Detecting Non Stationarity
Trend, Stable Variance and Stationarity.
If a time series has a trend, that means that the average value (the mean) of \(Y_t\) and \(Y_{t + h}\) will not be the same for certain values of \(h\). In particular this means that a series with a trend can not posibly be stationary. The presence of a trend can be detected in the ACF because the values do not approach zero or approach zero very slowly (with a linear decay). We have already seen an example in the ACF for the Canadian gas time series.
If the variance of a time series increases or decreases clearly asin dofferent sections of the time series, then just as in the case of a non constant mean, this shows that the variance of \(Y_t\) is not constant and so a time series with non constant variance can not posibly be stationary. The following example of the recordings inf a sismograph during an earthquake (Example 1.7 from (Shumway and Stoffer 2017)) is a clear case of non constant variance in the time series, as the amplitude of the oscilations recorded as sismometer measures increase during the earthquake. The ACF of this series exhibits an oscilating (but non periodic) slow decay.
This is another important example of a time series that appears in may applications. Here we will use it to see yet another example of ACF.
A stochastic process \(Y_t\) is a random walk if it satisfies the equation \[Y_t = Y_{t -1} + W_t, \qquad\text{where }W_t\qquad\text{ is white noise.}\] If we assume that \(Y_1 = 0\) note that \[Y_3 = Y_2 + W_3 = W_2 + W_3\qquad\text{ and, in general }Y_k = \sum_{i=2}^k W_k\] Thus a random walk is a sum of white noise values. This in turn means that the autocovariance of a random walk is: \[
\gamma_Y(s, t) = \min(s, t)\,\sigma_w^2
\] where \(\sigma_w^2\) is the variance of the white noise time series. This shows that the autocovariance depends on the particular values of \(t\) and \(s\) and therefore a random walk is not stationary.
Random Walks in Python.
Let us simulate a random walk in Python.

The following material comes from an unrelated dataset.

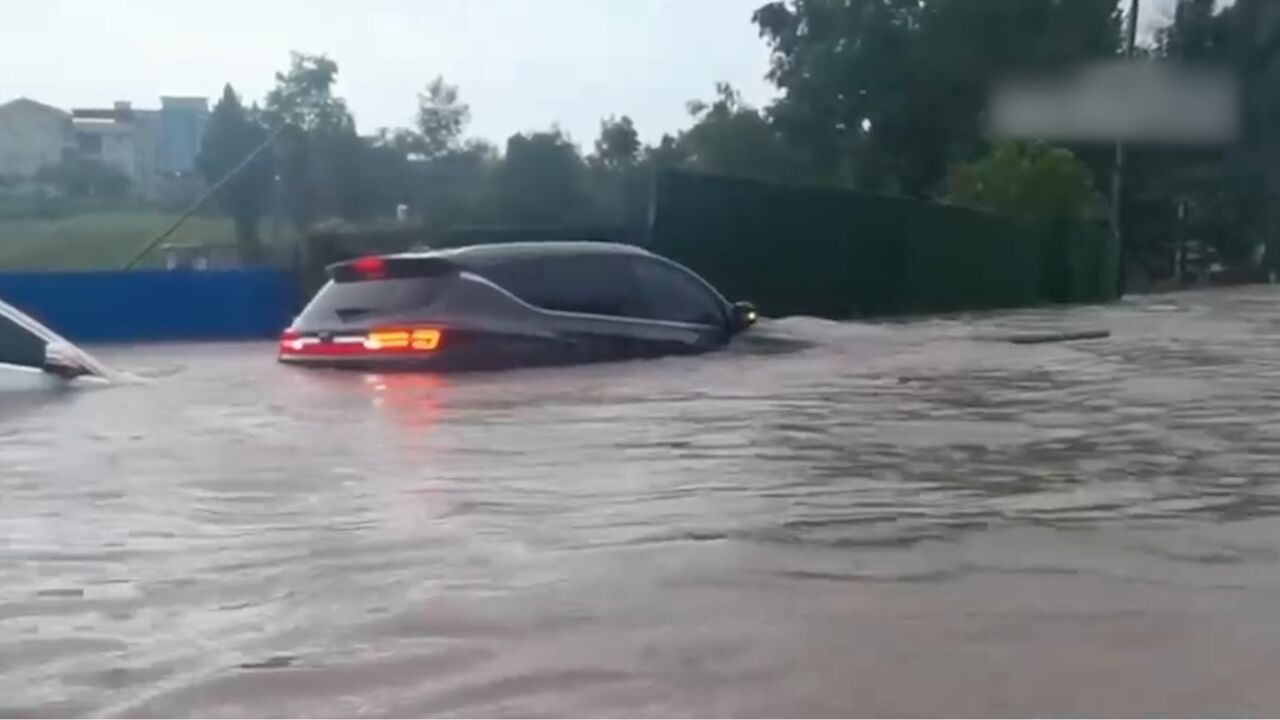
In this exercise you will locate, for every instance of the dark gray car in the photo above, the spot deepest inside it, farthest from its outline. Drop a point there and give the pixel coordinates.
(511, 305)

The only thing we need to do is to create a white noise time series (we will use the W1 column from the Wdf example above) and then use the recursive equation above to generate the rest of the values \(y_2, y_3, \ldots\) as a cumulative sum of the white noises series values.

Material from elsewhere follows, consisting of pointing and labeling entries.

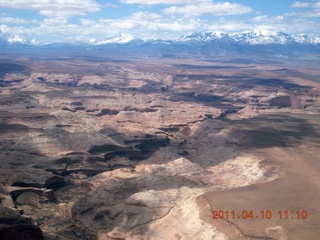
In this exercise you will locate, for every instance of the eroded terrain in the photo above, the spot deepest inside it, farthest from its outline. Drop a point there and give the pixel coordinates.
(146, 149)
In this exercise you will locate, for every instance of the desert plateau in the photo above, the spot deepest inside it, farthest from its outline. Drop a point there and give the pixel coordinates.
(159, 148)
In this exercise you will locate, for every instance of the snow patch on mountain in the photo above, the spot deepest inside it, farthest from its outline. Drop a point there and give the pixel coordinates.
(123, 38)
(261, 37)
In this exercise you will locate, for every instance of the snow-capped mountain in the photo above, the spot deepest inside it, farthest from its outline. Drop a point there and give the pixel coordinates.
(123, 38)
(16, 39)
(256, 37)
(207, 44)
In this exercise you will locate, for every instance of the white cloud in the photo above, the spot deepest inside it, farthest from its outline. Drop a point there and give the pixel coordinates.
(300, 5)
(16, 20)
(151, 2)
(306, 4)
(217, 9)
(54, 8)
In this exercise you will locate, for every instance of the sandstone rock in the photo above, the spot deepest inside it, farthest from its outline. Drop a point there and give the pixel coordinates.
(13, 226)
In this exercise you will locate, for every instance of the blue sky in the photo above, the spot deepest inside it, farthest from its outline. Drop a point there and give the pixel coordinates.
(82, 20)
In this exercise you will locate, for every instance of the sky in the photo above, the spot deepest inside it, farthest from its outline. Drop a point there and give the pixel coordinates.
(83, 20)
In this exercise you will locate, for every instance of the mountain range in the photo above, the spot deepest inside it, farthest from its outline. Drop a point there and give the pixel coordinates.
(206, 44)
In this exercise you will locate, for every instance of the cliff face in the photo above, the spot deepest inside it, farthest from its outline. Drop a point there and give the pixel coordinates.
(121, 150)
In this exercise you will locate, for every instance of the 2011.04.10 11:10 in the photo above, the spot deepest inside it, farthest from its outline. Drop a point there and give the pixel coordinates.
(299, 214)
(264, 214)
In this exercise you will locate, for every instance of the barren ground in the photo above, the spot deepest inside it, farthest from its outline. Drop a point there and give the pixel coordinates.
(147, 149)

Is a seasonal time series stationary? As we will see this is not a simple question. We saw before an example, the sinusoidal stochastic process \[X_t = 3 \sin(2\pi t/500 + A)\] where \(A\) is uniformly distibuted in \([0, 2\pi]\). And in the exercise following that example we tried to gain some intuition that the mean and variance of the time series do not depend on \(t\). For this time series stationarity can be established formally (see e.g. this online reference from the EE2S31 Signal Processing course at TU Delft, page 28). However, the ACF exhibits a pattern that we would normally associate with non stationarity.
Hide the code
fig, axs = plt.subplots(1, 2, figsize=(16,4), sharex=False, sharey=False)ax0 = axs[0]sm.graphics.tsa.plot_acf(Xdf["X2"], ax=ax0, lags=1000, zero=False, title='ACF for Sinusoidal with Random Uniform Phase')ax0.set(ylim=(-1,1), xlabel='Lag', ylabel='acf')ax1 = axs[1]ax1 = Xdf["X2"].plot(color="blue")ax1.set_title('Original Time Series')ax1.grid(visible=True, which='both', axis='x')ax1.grid(visible=False, which='Major', axis='y')plt.tight_layout()plt.show();plt.close()

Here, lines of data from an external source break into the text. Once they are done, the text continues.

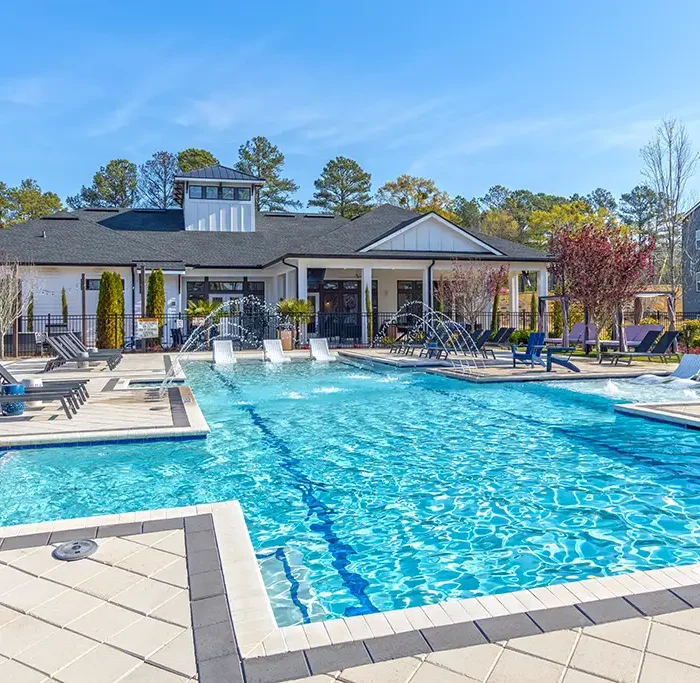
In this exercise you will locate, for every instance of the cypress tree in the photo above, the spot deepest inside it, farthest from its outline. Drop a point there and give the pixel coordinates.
(110, 312)
(155, 297)
(30, 314)
(64, 306)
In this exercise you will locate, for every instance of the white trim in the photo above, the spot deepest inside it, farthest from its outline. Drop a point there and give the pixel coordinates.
(441, 220)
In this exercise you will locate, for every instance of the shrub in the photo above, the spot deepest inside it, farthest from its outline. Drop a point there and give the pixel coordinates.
(110, 312)
(519, 337)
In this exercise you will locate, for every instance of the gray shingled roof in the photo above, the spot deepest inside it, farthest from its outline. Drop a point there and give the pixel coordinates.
(128, 236)
(218, 172)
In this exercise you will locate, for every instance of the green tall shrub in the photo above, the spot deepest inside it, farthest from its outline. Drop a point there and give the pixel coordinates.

Let us consider a second example of a sinusoidal stochastic process \(Z-t\) given by \[Z_t = 3 \sin(2\pi t/100 + B)\] but this time let us assume that the phase \(B\) is a random normal variable with mean 0 and standard deviation 0.5. We repeat the same steps, fist plotting a large number of realizations of this process (many time series that only differ on the roll of the dice).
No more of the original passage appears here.